The top officer in the U.S. Marine Corps “doesn’t know” what his service’s Asia-Pacific force posture should look like in the future.
Gen. James Amos, the Commandant of the Marine Corps and a member of the Joint Chiefs of Staff, told a DC think tank audience on Tuesday that he doesn’t know what the U.S. Marines’ forward presence in Asia should be in the coming years.
“How much is enough to be there?” General Amos asked rhetorically in response to a question about the role Asia will play in the USMC’s post-Afghanistan future. “Right now we are just trying to rebuild relationships,” he added, singling out Malaysia, Singapore, New Zealand and Thailand as examples of this. He also marveled at the fact that the U.S. and Vietnam are enhancing their defense cooperation despite the historical enmity between the two countries.
Gen. Amos did say that President Barack Obama’s decision to place greater emphasis on the Asia-Pacific is the right approach in light of Asia’s growing importance to the global economy and the fact that five out of America’s seven major treaties are with allies in the Asia-Pacific.
He also sketched out a broader vision of the role the U.S. should play in the region, arguing that many in Asia saw America as a stability link between different countries in Asia, particularly among Northeast Asian nations. He said he felt this was a good position to be in (U.S. Air Force officials seem to disagree).
Still, he cautioned that it was important for the U.S. to decide which missions the military was best equipped to handle, and which could be better managed by civilian agencies. With regards to the former, Gen. Amos repeatedly returned to the important role the U.S. military (and presumably the USMC in particular) can play in responding to humanitarian disasters like the recent typhoon in the Philippines. On a couple of occasions he also noted that many countries in the region, like Japan and China, were heavily reliant on oil passing through the Strait of Malacca, suggesting that he felt this was an important area for the military to focus on.

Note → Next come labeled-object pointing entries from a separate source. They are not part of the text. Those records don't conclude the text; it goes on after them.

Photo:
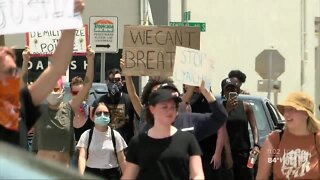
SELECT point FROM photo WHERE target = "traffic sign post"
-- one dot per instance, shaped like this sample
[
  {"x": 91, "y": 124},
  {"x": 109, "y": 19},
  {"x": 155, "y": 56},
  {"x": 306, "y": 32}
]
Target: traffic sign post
[
  {"x": 104, "y": 33},
  {"x": 201, "y": 25},
  {"x": 270, "y": 64}
]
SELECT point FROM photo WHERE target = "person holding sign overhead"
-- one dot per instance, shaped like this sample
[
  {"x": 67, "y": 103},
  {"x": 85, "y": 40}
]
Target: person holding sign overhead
[
  {"x": 201, "y": 125},
  {"x": 19, "y": 107},
  {"x": 54, "y": 132}
]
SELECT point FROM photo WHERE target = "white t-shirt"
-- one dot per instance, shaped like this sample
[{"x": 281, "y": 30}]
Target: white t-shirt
[{"x": 101, "y": 151}]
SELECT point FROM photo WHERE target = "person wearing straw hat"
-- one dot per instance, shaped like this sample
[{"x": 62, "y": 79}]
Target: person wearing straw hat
[{"x": 293, "y": 153}]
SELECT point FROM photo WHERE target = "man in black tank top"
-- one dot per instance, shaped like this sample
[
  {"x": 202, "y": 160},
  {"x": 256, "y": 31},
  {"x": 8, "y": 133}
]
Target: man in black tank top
[{"x": 238, "y": 142}]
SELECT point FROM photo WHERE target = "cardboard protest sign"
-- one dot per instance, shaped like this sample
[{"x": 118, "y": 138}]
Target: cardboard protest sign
[
  {"x": 191, "y": 67},
  {"x": 150, "y": 50},
  {"x": 43, "y": 43},
  {"x": 20, "y": 16}
]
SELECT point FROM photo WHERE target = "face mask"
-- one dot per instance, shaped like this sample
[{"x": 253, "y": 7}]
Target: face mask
[
  {"x": 114, "y": 88},
  {"x": 55, "y": 98},
  {"x": 10, "y": 103},
  {"x": 101, "y": 120}
]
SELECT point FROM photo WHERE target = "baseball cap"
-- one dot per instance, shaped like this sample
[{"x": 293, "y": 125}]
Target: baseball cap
[
  {"x": 161, "y": 95},
  {"x": 301, "y": 102}
]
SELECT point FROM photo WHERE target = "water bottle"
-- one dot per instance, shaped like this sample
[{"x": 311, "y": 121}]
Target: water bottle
[
  {"x": 252, "y": 159},
  {"x": 188, "y": 108}
]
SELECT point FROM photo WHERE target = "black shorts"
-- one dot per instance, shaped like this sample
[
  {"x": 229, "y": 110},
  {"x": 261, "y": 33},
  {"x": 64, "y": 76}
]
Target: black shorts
[
  {"x": 109, "y": 174},
  {"x": 9, "y": 136}
]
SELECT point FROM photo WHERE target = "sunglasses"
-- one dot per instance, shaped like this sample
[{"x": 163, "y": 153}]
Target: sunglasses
[
  {"x": 14, "y": 72},
  {"x": 99, "y": 113},
  {"x": 74, "y": 93},
  {"x": 117, "y": 79},
  {"x": 56, "y": 89}
]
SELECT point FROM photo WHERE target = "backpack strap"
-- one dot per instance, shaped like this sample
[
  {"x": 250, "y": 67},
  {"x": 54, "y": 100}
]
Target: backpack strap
[
  {"x": 113, "y": 138},
  {"x": 89, "y": 141},
  {"x": 317, "y": 143}
]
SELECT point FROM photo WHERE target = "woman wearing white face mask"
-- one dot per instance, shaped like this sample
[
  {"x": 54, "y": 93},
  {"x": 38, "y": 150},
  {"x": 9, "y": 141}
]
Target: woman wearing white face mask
[
  {"x": 101, "y": 148},
  {"x": 54, "y": 133}
]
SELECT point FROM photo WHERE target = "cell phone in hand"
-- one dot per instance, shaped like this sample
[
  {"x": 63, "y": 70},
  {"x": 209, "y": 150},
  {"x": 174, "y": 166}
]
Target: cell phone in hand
[{"x": 232, "y": 94}]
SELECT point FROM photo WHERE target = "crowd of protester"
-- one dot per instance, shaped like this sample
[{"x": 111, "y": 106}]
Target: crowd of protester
[{"x": 161, "y": 135}]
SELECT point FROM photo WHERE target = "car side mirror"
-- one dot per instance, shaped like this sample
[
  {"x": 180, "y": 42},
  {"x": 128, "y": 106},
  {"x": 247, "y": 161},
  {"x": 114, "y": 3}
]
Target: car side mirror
[
  {"x": 280, "y": 125},
  {"x": 101, "y": 90}
]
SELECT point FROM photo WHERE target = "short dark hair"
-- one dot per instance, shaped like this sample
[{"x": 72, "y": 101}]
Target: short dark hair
[
  {"x": 96, "y": 105},
  {"x": 148, "y": 88},
  {"x": 113, "y": 72},
  {"x": 76, "y": 81},
  {"x": 238, "y": 74}
]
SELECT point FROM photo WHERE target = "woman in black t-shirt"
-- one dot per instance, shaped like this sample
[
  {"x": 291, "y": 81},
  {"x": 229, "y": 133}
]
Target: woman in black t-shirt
[{"x": 163, "y": 152}]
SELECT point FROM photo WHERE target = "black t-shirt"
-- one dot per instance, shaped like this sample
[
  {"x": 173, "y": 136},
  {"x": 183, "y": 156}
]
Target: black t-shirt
[
  {"x": 122, "y": 114},
  {"x": 237, "y": 127},
  {"x": 166, "y": 158},
  {"x": 28, "y": 116},
  {"x": 199, "y": 104}
]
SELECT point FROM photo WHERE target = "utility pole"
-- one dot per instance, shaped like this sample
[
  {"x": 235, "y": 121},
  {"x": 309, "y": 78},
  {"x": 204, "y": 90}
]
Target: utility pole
[{"x": 183, "y": 9}]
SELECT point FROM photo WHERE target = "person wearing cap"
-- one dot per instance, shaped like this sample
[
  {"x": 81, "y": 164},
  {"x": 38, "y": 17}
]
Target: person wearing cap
[
  {"x": 237, "y": 141},
  {"x": 163, "y": 152},
  {"x": 294, "y": 152},
  {"x": 240, "y": 77},
  {"x": 54, "y": 133},
  {"x": 19, "y": 107}
]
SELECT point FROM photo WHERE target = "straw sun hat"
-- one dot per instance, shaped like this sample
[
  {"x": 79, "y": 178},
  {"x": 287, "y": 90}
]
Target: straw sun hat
[{"x": 300, "y": 101}]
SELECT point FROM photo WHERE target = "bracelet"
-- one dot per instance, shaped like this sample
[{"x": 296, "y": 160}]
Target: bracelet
[{"x": 257, "y": 145}]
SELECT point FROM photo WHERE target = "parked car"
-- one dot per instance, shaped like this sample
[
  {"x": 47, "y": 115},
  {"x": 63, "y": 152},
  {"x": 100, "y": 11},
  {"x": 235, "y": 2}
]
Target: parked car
[{"x": 267, "y": 116}]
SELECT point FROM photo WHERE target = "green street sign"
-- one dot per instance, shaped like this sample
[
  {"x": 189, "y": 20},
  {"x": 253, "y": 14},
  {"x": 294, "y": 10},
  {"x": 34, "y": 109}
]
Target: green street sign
[
  {"x": 187, "y": 16},
  {"x": 201, "y": 25}
]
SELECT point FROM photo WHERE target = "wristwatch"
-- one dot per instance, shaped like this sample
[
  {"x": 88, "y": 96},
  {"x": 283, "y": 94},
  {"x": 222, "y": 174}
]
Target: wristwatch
[{"x": 256, "y": 145}]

Returning to force posture, Gen. Amos implied he was in favor of the plan to disperse U.S. bases across the region, rather than relying on a few large bases that could be vulnerable to missiles. To that end, he expressed great admiration for Japanese Prime Minister Shinzo Abe’s handling of the thorny base realignment issues on Okinawa, and said he was confident that Abe would be able to overcome local opposition. He noted that many of the Marines coming out of Okinawa would be redeployed to Guam and Australia.
Still it was hard not to get the feeling that Gen. Amos didn’t necessarily see the Marine Corps’ future as lying primarily in the Pacific. The event on Tuesday, held at the Carnegie Endowment for International Peace, was billed as a chance for the nation’s top Marine officer to “outline his vision of the post-2014 security environment.” In doing this, he seemed to be at least partially drawing on David Kilcullen’s recent work on future warfare.
For example, Gen. Amos said the country and its military are at a “strategic inflection point,” before stating unequivocally that the USMC is not done with counterinsurgency (COIN). While not every single USMC engagement over the next 20 years will be an insurgency in the traditional sense, Amos argued that all would be fought “among the people.” Throughout the afternoon he repeatedly stressed the importance of this point for future USMC operations.
The main sources of those conflicts, Gen. Amos argued, would be greater competition for natural resources, civil unrest, extremist ideologies and more frequent and devastating natural disasters. He cited France’s current military engagement in Mali as the type of conflicts he expects the USMC to be engaged in during the next two decades. The USMC will not be alone in upping its presence on the African continent.